Mouse82 · 28/01/2024 03:02

IYKYK

AIBU to want more photos from my child’s nursery
Notamumonhere · 28/01/2024 04:50

I can’t believe the amount of people saying ‘it just takes 5 minutes’ no it doesn’t! I have 13 key children that have to have one observation once a week so by the time I’ve wrote the observation, tagged the objectives, next steps, areas, edit the picture when someone’s in the background, it’s at least 3 hours that I have to do in my own time as I don’t get paid to do it. So I often spend my weekends working on top of doing courses outside of work unpaid. Also your £75 a day barely contributes anything, you clearly have no idea how much nursery’s cost!

Newmumatlast · 28/01/2024 06:34

I work full time including away from home from time to time. I understand mum guilt. But I'd much rather they prioritise my child's care than prioritise pacifying my guilt with photos.

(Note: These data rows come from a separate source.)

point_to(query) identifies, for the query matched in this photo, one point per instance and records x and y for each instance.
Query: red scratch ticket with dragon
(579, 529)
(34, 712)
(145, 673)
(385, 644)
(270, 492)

ColleenDonaghy · 28/01/2024 07:28

CandleRigg89 · 27/01/2024 19:33

Whilst it may not be their fault, their own children are ultimately their responsibility.

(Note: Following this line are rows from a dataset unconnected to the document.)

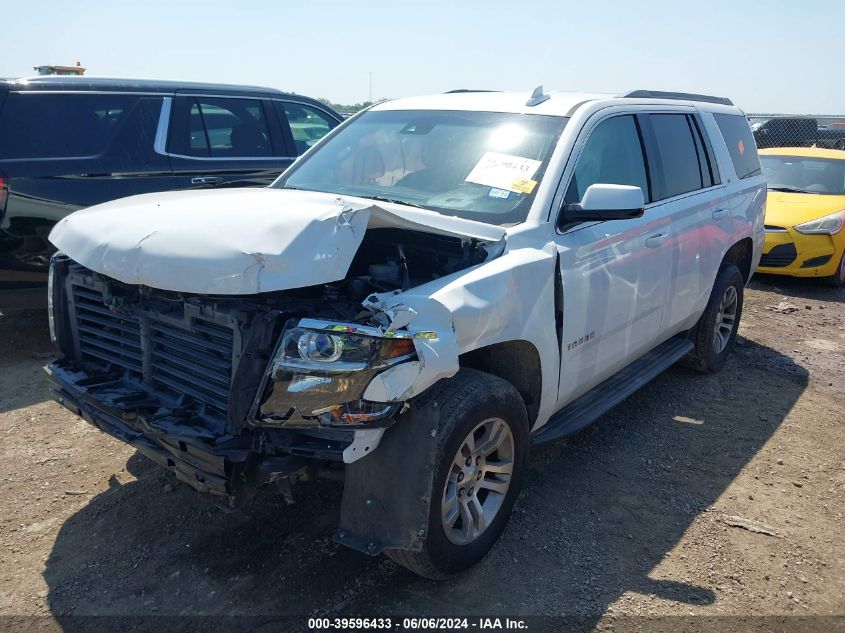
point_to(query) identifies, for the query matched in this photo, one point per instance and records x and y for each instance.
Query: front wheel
(714, 335)
(480, 465)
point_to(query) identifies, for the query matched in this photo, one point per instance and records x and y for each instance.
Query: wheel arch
(518, 362)
(741, 254)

My dear friend moved to a different city and her husband lives in the city but is from another country. They have two kids and zero family near. They view nursery as their village, but were given a reminder that the feeling didn’t extend both ways when they were told in no uncertain terms that if they kept presenting their daughter unwell they’d be asked to remove her.

Not having a village is rubbish, but nursery and school don’t replace that. It’s not their purpose.

I don't know why you're equating the "village" phrase purely with childcare for sick children. Your friends sound like piss takers. I used it in the sense that my children are there 5 days a week, so they are friends with the children, have good relationships with the staff (one or two of whom have done the odd bit of babysitting for us), we've made friends with some of the parents and indeed staff. In no way does appreciating them on a personal level mean we don't also appreciate them on a professional level.

And if our children are sick, then they're with a parent, as they should be.

2chocolateoranges · 28/01/2024 14:25

Notamumonhere · 28/01/2024 04:50

I can’t believe the amount of people saying ‘it just takes 5 minutes’ no it doesn’t! I have 13 key children that have to have one observation once a week so by the time I’ve wrote the observation, tagged the objectives, next steps, areas, edit the picture when someone’s in the background, it’s at least 3 hours that I have to do in my own time as I don’t get paid to do it. So I often spend my weekends working on top of doing courses outside of work unpaid. Also your £75 a day barely contributes anything, you clearly have no idea how much nursery’s cost!

Totally agree that it’s time consuming but you shouldn’t be doing it on your own time. It should be done in work, due to data protection and privacy.

if my work don’t give us time off the floor then it doesn’t get done.